(RxWiki News) There have been several advances in breast cancer treatment. But it is natural to wonder if you could do something to avoid the disease. Researchers believe exercise may help fight off breast cancer.
The results of a recent study suggest that moderate-to-intense physical activity may reduce the risk of breast cancer.
According to the study, moderate-to-vigorous activity performed during leisure time was more beneficial for cancer risk reduction in post-menopausal women than in pre-menopausal women.
Moderate-to-vigorous physical activity performed as part of household work was linked to a lower breast cancer risk in women of all age groups.
"Stay physically active to be healthy."
This study was conducted by Lindsay C. Kobayashi, a PhD candidate at the Department of Public Health Sciences, Queen’s University, Kingston, ON, Canada, and colleagues.
The aim of this study was to examine the link between moderate-to-vigorous intensity physical activity and the risk of breast cancer in women before and after menopause.
Previous studies have suggested that moderate-to-vigorous intensity exercise can reduce the risk of breast cancer by reducing fat, inflammation and hormone imbalances that are associated with breast cancer.
Though most studies state that moderate-to-intense activity is more effective than light activity for breast cancer risk reduction, it is unclear how cancer risk is affected by exercise at different stages in life.
For this study, the researchers looked at 1,110 women with breast cancer and 1,172 cancer-free women in Canada. They used questionnaires to assess the women's lifetime leisure time and household and occupational activity levels.

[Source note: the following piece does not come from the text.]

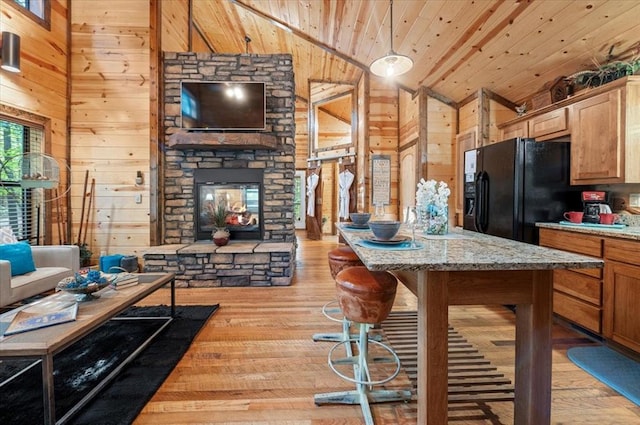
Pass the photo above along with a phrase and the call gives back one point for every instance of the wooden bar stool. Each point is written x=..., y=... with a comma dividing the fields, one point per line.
x=366, y=298
x=339, y=259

The women were screened for breast cancer using mammograms.
The average weekly metabolic equivalent hours were calculated for different age periods (12–17, 18–34, 35–49, and ≥50 years) and for the total lifetime. Metabolic equivalent hours are a measure of energy expenditure. The higher the metabolic equivalent hours, the higher the energy burned by the exercise or activity.
Post-menopausal women who got more than 22.9 metabolic equivalent hours of leisure time activity (equivalent to running 3 hours a week) through their lifetime or more than 61.1 metabolic equivalent hours of household activity (equivalent to 24 hours of household work per week) had a 40 percent lower risk of breast cancer compared to women who got zero metabolic equivalent hours.
Among the post-menopausal women, leisure time moderate-to-vigorous physical activity after age 35 was strongly associated with reduced breast cancer risk, suggesting that older women reaped more benefits when they exercised.
Moderate to vigorous physical activity performed while engaging in day-to-day household work was associated with lower breast cancer risk at all adulthood ages.
"Our results are consistent with the World Cancer Research Fund/American Institute for Cancer Research guidelines for cancer prevention, which recommend 30 min/day of vigorous or 60 min/day of moderate activity," the authors pointed out in the study conclusion.
"This research supports the importance of leisure time moderate-to-vigorous physical activity after age 35 and highlights the role of moderate-to-vigorous household activities in reducing breast cancer risk among post-menopausal women," the authors concluded.
According to owner and head trainer at Integrated Fitness and dailyRx contributing expert Jim Crowell, "A quality diet and a quality workout regimen will show the best health metrics in the broadest demographic of people. I have seen my clients get tremendous results in health metrics from a consistent workout routine."
"I am also a firm believer that, as health metrics decrease, as fat increases, and as lean muscle reduces, people are at greater risk of diseases, including life threatening diseases such as cancer. Under a safe workout environment people would, in most cases, benefit greatly from adding a quality workout regimen to their daily lives," said Crowell.
The results of this study were published in July in Breast Cancer Research and Treatment.
This study was funded by the Canadian Institutes of Health Research/Canadian Breast Cancer Research Alliance. No conflicts of interest were reported.